All K-12 teachers, including social studies teachers, have a shared responsibility for developing students literacy skills. In many ways, social studies is or should be the non-fiction reading and writing class. It has been reported on numerous blogs and articles that English teachers are being forced to give up teaching classic and high quality literature, so that they can put more emphasis on non-fiction informational text. However, the introduction section of the Common Core State Standards for English Language Arts clearly states that teaching literacy is a shared responsibility in our schools. Language arts teachers can and should continue to teacher great literature, as adopted by their local school boards, and teachers in social studies and the other content should engage their reading a variety of texts / documents, researching, and writing on a regular basis.
The except below is from the Key Design Elements section of the Introduction of the Common Core State Standards for English Language Arts – http://www.corestandards.org/ELA-Literacy/introduction/key-design-consideration
The Standards insist that instruction in reading, writing, speaking, listening, and language be a shared responsibility within the school. The K–5 standards include expectations for reading, writing, speaking, listening, and language applicable to a range of subjects, including but not limited to ELA. The grades 6–12 standards are divided into two sections, one for ELA and the other for history/social studies, science, and technical subjects. This division reflects the unique, time-honored place of ELA teachers in developing students’ literacy skills while at the same time recognizing that teachers in other areas must have a role in this development as well.
Part of the motivation behind the interdisciplinary approach to literacy promulgated by the Standards is extensive research establishing the need for college and career ready students to be proficient in reading complex informational text independently in a variety of content areas. Most of the required reading in college and workforce training programs is informational in structure and challenging in content; postsecondary education programs typically provide students with both a higher volume of such reading than is generally required in K–12 schools and comparatively little scaffolding.
The Standards are not alone in calling for a special emphasis on informational text. The 2009 reading framework of the National Assessment of Educational Progress (NAEP) requires a high and increasing proportion of informational text on its assessment as students advance through the grades.
Distribution of Literary and Informational Passages by Grade in the 2009 NAEP Reading Framework
(2008). Reading framework for the 2009 National Assessment of Educational Progress. Washington, DC: U.S. Government Printing Office.
The Standards aim to align instruction with this framework so that many more students than at present can meet the requirements of college and career readiness. In K–5, the Standards follow NAEP’s lead in balancing the reading of literature with the reading of informational texts, including texts in history/social studies, science, and technical subjects. In accord with NAEP’s growing emphasis on informational texts in the higher grades, the Standards demand that a significant amount of reading of informational texts take place in and outside the ELA classroom. Fulfilling the Standards for 6–12 ELA requires much greater attention to a specific category of informational text—literary nonfiction—than has been traditional. Because the ELA classroom must focus on literature (stories, drama, and poetry) as well as literary nonfiction, a great deal of informational reading in grades 6–12 must take place in other classes if the NAEP assessment framework is to be matched instructionally.1 To measure students’ growth toward college and career readiness, assessments aligned with the Standards should adhere to the distribution of texts across grades cited in the NAEP framework.
NAEP likewise outlines a distribution across the grades of the core purposes and types of student writing. The 2011 NAEP framework, like the Standards, cultivates the development of three mutually reinforcing writing capacities: writing to persuade, to explain, and to convey real or imagined experience.
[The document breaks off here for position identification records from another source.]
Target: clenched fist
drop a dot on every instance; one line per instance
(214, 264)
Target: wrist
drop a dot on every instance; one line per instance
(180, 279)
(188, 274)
Evidence concerning the demands of college and career readiness gathered during development of the Standards concurs with NAEP’s shifting emphases: standards for grades 9–12 describe writing in all three forms, but, consistent with NAEP, the overwhelming focus of writing throughout high school should be on arguments and informative/explanatory texts.2
Distribution of Communicative Purposes by Grade in the 2011 NAEP Writing Framework
|Grade||To Persuade||To Explain||To Convey Experience|
Source: National Assessment Governing Board. (2007). Writing framework for the 2011 National Assessment of Educational Progress, pre-publication edition. Iowa City, IA: ACT, Inc.
It follows that writing assessments aligned with the Standards should adhere to the distribution of writing purposes across grades outlined by NAEP.